VVC has now been released, MPEG’s successor to HEVC. But what is it? And whilst it brings 50% bitrate savings over HEVC, how does it compare to other codecs like AV1 and the other new MPEG standards? This primer answers these questions and more.
Christian Feldmann from Bitmovin starts by looking at four of the current codecs, AVC, HEVC, VP9 and AV1. VP9 isn’t often heard about in traditional broadcast circles, but it’s relatively well used online as it’s supported on Android phones and brings bitrate savings over AVC. Google use VP9 on Youtube for compatible players and see a higher retention rate. Netflix and Twitch also use it. AV1 is also in use by the tech giants, though its use outside of those who built it (Netflix, Facebook etc.) is not yet apparent. Christian looks at the compatibility of the codecs, hardware decoding, efficiency and cost.
Looking now at the other upcoming MPEG codecs, Christian examines MPEG-5 Essential Video Coding (EVC) which has two profiles: Baseline and Main. The baseline profile only uses technologies which are old enough to be outside of patent claims. This allows you to use the codec without the concern that you may be asked for a fee from a patent holder who comes out of the woodwork. The main profile, however, does have patented technology and performs better. Businesses which wish to use this codec can then pay licences but if an unexpected patent holder appears, each individual tool in the codec can be disabled, allowing you to protect continue using, albeit without that technology. Whilst it is a shame that patents are so difficult to account for, this shows MPEG has taken seriously the situation with HEVC which famously has hundreds of licensable patents with over a third of eligible companies not part of a patent pool. EVC performs 32% better than AVC using the baseline profile and 25% better than HEVC with the main profile.

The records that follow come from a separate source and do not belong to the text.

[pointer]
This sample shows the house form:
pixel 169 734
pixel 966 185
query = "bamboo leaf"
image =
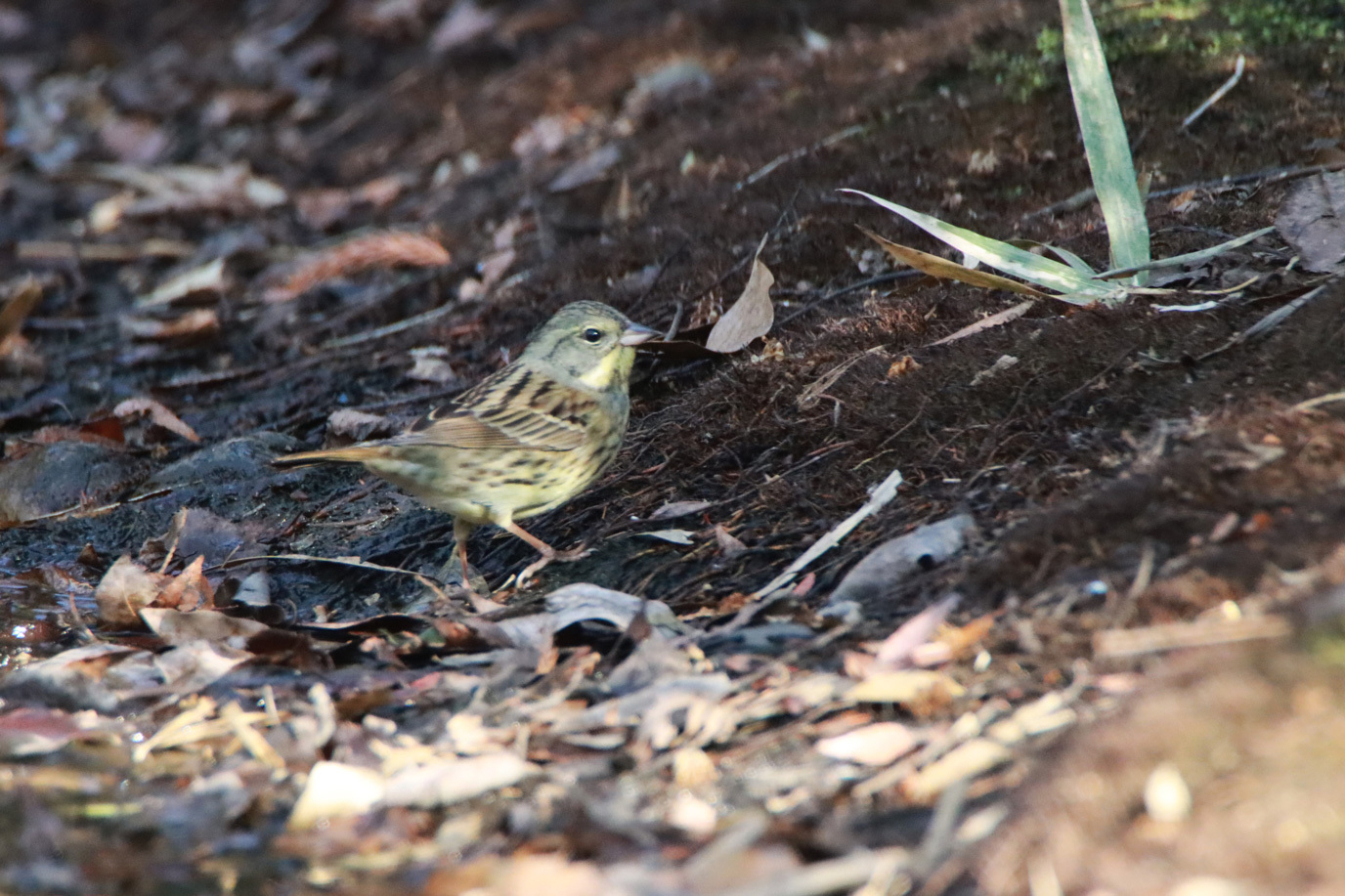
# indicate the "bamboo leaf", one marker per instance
pixel 944 270
pixel 1002 256
pixel 1105 139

Next under the magnifying glass is Low Complexity Enhancement Video Coding (LCEVC). We’ve already heard about this on The Broadcast Knowledge from Guido, CEO of V-Nova who gave a deeper look at Demuxed 2019 and more recently at Streaming Media West. Whilst those are detailed talks, this is a great overview of the technology which is actually a hybrid approach to encoding. It allows you to take any existing codec such as AVC, AV1 etc. and put LCEVC on top of it. Using both together allows you to run your base encoder at a lower resolution (say HD instead of UHD) and then deliver to the decoder this low-resolution encode plus a small stream of enhancement information which the decoder uses to bring the video back up to size and add back in the missing detail. The big win here, as the name indicates, is that this method is very flexible and can take advantage of all sorts of available computing power in embedded technology as and in servers. In set-top boxes, parts of the SoC which aren’t used can be put to use. In phones, both the onboard HEVC decoding chip and the CPU can be used. It’s also useful in for automated workflows as the base codec stream is smaller and hence easier to decode, plus the enhancement information concentrates on the edges of objects so can be used on its own by AI/machine learning algorithms to more readily analyse video footage. Encoding time drops by over a third for AVC and EVC.
Now, Christian looks at the codec-du-jour, Versatile Video Codec (VVC), explaining that its enhancements over HEVC come not just from bitrate improvements but techniques which better encode screen content (i.e. computer games), allow for better 360 degree video and reduce delay. Subjective results show up to 50% improvement. For more detail on VVC, check out this talk from Microsoft’s Gary Sullivan.
The talk finishes with answers so audience questions: Which will be the winner, what future device & hardware support will be and which is best for real-time streaming.